Ms Corey developed quick, bright tears. "He was my fiancé," she said. "He was gone, and then the hospital closed, it was just like the roof had fell in on me. If I hadn't had my church I could not have got by."
"I'm sorry," Starling said. "You have a good job now.
"But I don't have Fred. He was a fine, fine man. We shared a love, a love you don't find everyday. He was voted Boy of the Year in Canton when he was in high school. "
"Well, I'll be. Let me ask you this, Inelle, did he keep the records in his office, or were they out in reception where your desk -"."They were in the wall cabinets in his office and then they got so many we got big filing cabinets out in the reception area. They was always locked, of course. When we moved out, they moved in the methadone clinic on a temporary basis and a lot of stuff was moved around."

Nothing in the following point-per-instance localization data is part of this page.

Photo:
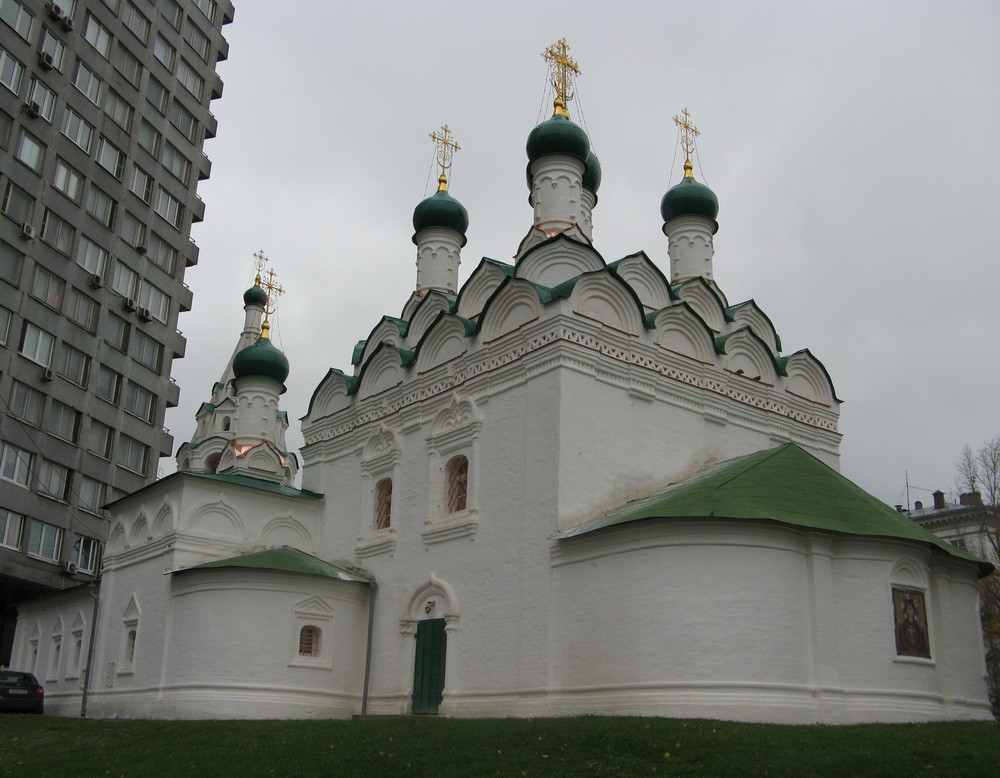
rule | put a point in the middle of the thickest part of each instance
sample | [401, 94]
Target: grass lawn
[421, 746]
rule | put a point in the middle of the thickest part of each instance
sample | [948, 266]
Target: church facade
[567, 486]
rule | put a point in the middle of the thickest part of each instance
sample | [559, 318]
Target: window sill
[381, 541]
[463, 524]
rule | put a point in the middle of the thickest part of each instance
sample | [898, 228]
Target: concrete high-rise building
[104, 109]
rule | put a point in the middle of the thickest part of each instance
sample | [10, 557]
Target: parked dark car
[20, 693]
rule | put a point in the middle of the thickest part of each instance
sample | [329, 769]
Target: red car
[20, 693]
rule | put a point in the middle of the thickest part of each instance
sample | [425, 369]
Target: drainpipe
[94, 591]
[372, 591]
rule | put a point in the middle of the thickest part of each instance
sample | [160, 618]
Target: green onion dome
[689, 198]
[261, 360]
[255, 295]
[440, 210]
[558, 135]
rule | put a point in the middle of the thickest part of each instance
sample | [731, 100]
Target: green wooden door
[428, 666]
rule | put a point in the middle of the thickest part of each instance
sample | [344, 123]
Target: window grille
[458, 484]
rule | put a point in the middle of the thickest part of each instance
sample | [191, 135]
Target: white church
[568, 486]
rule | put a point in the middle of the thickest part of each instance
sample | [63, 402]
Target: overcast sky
[853, 147]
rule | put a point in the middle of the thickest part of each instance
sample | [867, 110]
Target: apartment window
[43, 97]
[11, 72]
[176, 162]
[182, 119]
[63, 421]
[125, 280]
[90, 256]
[156, 94]
[138, 401]
[146, 350]
[77, 129]
[100, 206]
[458, 483]
[133, 231]
[149, 138]
[68, 181]
[6, 124]
[17, 204]
[48, 287]
[11, 526]
[132, 454]
[90, 493]
[155, 299]
[309, 637]
[172, 13]
[15, 464]
[110, 157]
[16, 16]
[31, 152]
[116, 332]
[52, 479]
[100, 439]
[88, 83]
[141, 184]
[26, 403]
[164, 52]
[37, 344]
[57, 232]
[135, 21]
[74, 365]
[10, 263]
[116, 107]
[196, 39]
[383, 503]
[44, 540]
[190, 79]
[109, 384]
[81, 309]
[97, 35]
[162, 253]
[85, 553]
[54, 47]
[126, 64]
[169, 207]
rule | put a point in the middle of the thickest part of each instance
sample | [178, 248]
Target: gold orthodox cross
[445, 147]
[688, 133]
[563, 70]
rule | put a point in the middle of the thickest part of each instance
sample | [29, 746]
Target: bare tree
[979, 471]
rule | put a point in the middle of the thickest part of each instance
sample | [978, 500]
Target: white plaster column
[439, 254]
[690, 247]
[557, 192]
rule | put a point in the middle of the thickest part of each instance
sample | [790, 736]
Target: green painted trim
[286, 560]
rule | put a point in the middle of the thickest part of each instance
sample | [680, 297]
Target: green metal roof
[258, 483]
[784, 484]
[285, 559]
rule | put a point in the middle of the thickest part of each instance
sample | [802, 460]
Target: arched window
[309, 641]
[458, 483]
[383, 503]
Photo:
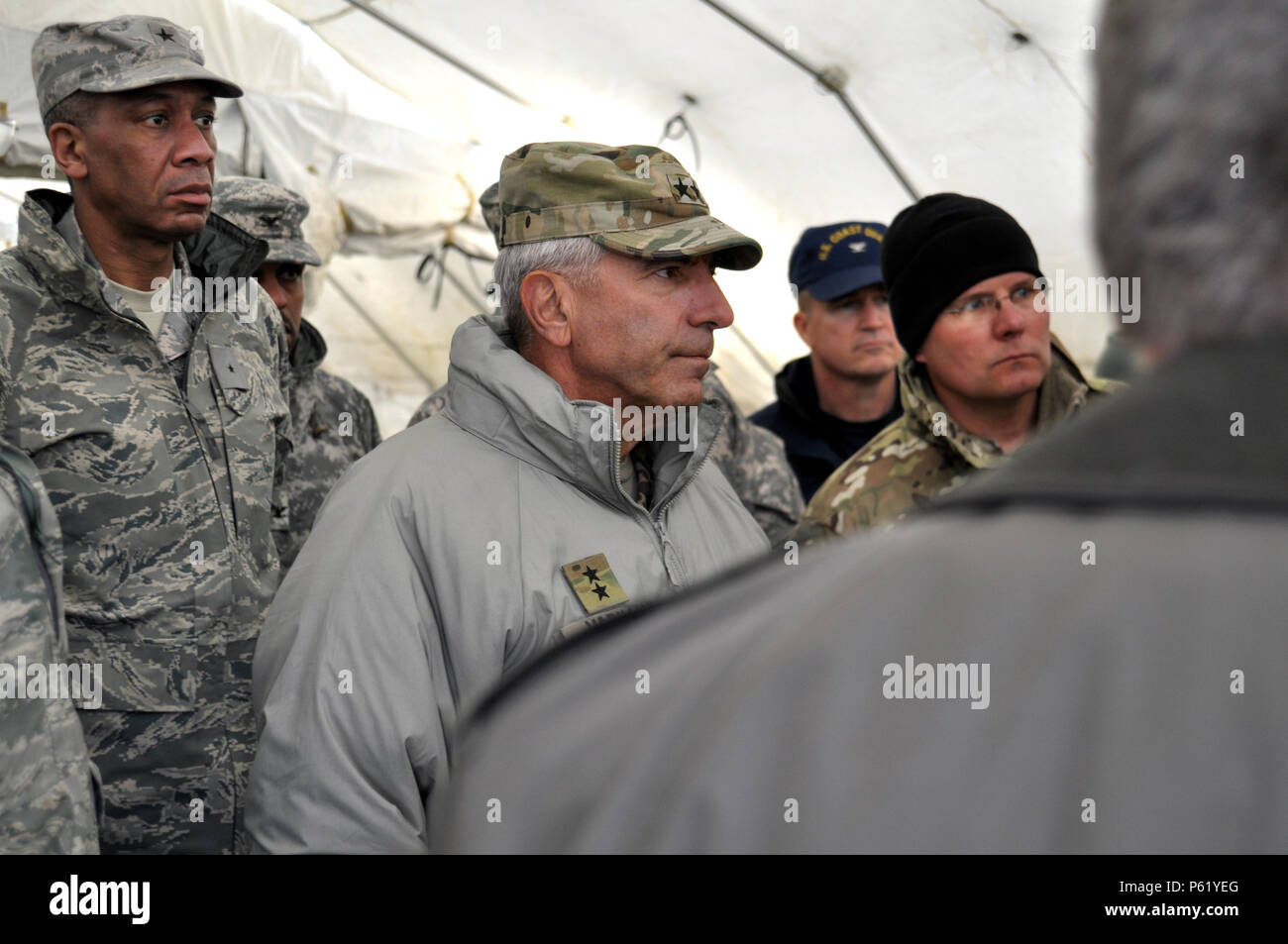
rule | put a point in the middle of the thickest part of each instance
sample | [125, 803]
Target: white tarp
[389, 140]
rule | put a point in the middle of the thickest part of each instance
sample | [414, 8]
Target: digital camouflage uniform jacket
[925, 454]
[334, 428]
[751, 458]
[163, 462]
[47, 802]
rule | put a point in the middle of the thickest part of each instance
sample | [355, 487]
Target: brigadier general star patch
[593, 583]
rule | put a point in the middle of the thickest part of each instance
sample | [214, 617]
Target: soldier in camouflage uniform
[947, 250]
[47, 802]
[159, 421]
[751, 458]
[523, 513]
[334, 423]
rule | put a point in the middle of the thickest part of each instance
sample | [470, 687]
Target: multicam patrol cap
[635, 200]
[267, 211]
[117, 55]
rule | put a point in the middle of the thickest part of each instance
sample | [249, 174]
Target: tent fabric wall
[390, 141]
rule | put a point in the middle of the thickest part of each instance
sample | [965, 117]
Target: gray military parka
[436, 565]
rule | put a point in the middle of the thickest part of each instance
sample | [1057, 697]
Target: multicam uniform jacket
[925, 454]
[163, 462]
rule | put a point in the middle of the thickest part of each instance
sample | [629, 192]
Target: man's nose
[1009, 320]
[274, 291]
[709, 305]
[193, 145]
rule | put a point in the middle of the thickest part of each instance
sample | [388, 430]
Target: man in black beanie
[983, 371]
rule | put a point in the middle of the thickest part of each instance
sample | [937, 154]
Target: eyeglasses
[1024, 297]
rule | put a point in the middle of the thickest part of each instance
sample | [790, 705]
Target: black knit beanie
[939, 248]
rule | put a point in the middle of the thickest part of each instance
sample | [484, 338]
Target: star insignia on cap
[684, 187]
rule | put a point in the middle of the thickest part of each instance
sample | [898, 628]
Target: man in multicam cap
[751, 458]
[151, 389]
[535, 504]
[335, 424]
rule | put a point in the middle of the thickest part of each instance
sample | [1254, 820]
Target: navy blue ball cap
[837, 259]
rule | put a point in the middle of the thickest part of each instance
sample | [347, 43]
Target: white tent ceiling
[391, 117]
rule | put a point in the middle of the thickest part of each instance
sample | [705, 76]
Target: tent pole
[827, 82]
[380, 333]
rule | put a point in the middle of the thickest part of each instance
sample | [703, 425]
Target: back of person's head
[1192, 165]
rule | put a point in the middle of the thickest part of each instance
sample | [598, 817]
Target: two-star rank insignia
[684, 189]
[593, 583]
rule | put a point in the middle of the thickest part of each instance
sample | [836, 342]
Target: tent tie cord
[436, 262]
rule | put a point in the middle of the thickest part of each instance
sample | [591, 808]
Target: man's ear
[67, 145]
[800, 321]
[548, 299]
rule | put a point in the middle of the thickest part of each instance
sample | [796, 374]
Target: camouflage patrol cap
[635, 200]
[267, 211]
[489, 202]
[117, 55]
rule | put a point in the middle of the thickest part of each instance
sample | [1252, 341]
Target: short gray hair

"Did you ever see and handle Dr Lecter's file?"
"Sure."
"Do you remember any X rays in it? Were X rays filed with the medical reports or separate?"
"With. Filed with. They were bigger than the files and that made it clumsy. We had an X-ray but no full-time radiologist to keep a separate file. I honestly don't remember if it was one with his or not. There was an electrocardiogram tape Fred used to show to people, Dr Lecter – I don't even want to call him a doctor was all wired up to the electrocardiograph when he got the poor nurse. See, it was freakish – his pulse rate didn't even go up much when he attacked her. He got a separated shoulder when all the orderlies, you know, grabbed aholt of him and pulled him off of her. They'd of had to X-ray him for that. They'd have give him plenty more than a separated shoulder if I'd had something to say about it."